My aunt went around muttering, "One-armed Manel's girl!" She appealed to
me: "She's got to live somewhere, hasn't she?"
I imagine that my aunt excused herself for deliberately, running into
foul weather by telling herself that Deolda Was her "lot," something the
Lord had sent her to take care of.
"Who was one-armed Manel?" I asked, tagging after my aunt.

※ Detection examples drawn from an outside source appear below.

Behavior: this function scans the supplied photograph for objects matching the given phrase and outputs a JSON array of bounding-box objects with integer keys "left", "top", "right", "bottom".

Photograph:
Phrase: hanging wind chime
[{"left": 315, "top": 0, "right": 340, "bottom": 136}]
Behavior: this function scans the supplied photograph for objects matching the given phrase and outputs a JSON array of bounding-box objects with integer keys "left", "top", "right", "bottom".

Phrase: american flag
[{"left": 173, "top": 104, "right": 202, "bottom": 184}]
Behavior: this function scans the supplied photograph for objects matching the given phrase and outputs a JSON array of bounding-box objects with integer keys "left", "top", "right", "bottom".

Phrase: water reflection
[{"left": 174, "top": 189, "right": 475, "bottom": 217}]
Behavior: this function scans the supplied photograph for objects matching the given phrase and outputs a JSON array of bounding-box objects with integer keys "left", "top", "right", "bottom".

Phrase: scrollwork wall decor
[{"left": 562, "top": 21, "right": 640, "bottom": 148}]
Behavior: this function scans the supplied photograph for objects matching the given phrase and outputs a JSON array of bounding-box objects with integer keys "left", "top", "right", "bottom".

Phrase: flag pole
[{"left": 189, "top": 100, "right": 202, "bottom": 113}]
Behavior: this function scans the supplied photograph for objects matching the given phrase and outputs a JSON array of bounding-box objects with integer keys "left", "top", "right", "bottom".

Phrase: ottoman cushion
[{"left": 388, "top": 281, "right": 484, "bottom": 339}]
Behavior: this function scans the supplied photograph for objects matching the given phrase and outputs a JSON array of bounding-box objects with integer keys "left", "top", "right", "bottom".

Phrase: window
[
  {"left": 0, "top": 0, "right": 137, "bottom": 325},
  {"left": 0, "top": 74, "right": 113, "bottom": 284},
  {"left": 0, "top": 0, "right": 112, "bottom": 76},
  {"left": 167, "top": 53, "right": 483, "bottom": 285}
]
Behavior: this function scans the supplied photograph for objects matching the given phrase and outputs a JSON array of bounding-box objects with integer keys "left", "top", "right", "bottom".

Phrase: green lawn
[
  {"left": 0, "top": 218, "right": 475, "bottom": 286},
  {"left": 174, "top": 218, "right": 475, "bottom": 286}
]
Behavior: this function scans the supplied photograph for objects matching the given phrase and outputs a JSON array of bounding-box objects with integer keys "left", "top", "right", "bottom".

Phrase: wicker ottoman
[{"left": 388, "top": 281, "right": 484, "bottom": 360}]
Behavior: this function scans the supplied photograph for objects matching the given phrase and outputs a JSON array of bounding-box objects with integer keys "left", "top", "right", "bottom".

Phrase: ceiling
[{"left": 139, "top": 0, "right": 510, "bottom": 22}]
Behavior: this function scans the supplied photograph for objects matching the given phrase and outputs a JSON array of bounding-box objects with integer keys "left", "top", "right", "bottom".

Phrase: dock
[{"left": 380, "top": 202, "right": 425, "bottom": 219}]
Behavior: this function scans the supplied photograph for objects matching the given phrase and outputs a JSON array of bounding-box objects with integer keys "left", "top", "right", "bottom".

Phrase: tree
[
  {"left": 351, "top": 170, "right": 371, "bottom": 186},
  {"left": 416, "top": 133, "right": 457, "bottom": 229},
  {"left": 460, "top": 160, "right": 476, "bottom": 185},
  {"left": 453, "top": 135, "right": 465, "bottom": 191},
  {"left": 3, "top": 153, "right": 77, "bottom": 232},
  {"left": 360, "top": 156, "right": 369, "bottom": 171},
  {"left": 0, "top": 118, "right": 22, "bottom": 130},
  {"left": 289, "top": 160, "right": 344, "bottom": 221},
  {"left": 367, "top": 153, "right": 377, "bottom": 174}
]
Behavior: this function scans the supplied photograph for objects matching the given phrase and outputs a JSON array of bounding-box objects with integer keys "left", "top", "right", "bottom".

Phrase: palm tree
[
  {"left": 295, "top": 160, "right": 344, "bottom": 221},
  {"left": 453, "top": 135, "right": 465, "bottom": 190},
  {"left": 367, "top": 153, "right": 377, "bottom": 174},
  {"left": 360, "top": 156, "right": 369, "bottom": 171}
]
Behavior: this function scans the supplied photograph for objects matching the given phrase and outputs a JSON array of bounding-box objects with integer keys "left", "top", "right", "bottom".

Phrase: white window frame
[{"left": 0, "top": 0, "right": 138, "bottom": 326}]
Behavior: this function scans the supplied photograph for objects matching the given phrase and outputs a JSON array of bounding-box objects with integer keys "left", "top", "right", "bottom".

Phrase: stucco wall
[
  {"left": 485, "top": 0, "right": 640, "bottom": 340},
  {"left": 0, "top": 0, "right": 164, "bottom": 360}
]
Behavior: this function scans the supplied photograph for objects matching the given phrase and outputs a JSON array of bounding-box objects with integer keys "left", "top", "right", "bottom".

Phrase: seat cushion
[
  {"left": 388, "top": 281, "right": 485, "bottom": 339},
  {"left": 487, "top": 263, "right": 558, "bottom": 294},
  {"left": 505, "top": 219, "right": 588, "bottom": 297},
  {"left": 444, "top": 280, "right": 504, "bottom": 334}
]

"Oh, he was a queer old one-armed Portygee who lived down along," said
my aunt, "clear down along under the sand dunes in a green-painted house
with a garden in front of it with as many colors as Joseph's coat. Those
Costas lived 'most any way." Then my aunt added, over her shoulder:
"They say the old woman was a gypsy and got married to one-armed Manel
jumping over a broomstick. And I wouldn't wonder a mite if 'twas true.
She was a queer looking old hag with black, piercing eyes and a proud
way of walking. The boys are a wild crew. Why, I remember this girl
Deolda, like a little leopard cat with blue-black shadows in her hair
and eyes like saucers, selling berries at the back door!"
My uncle Ariel, Aunt Josephine's brother, came in after a while.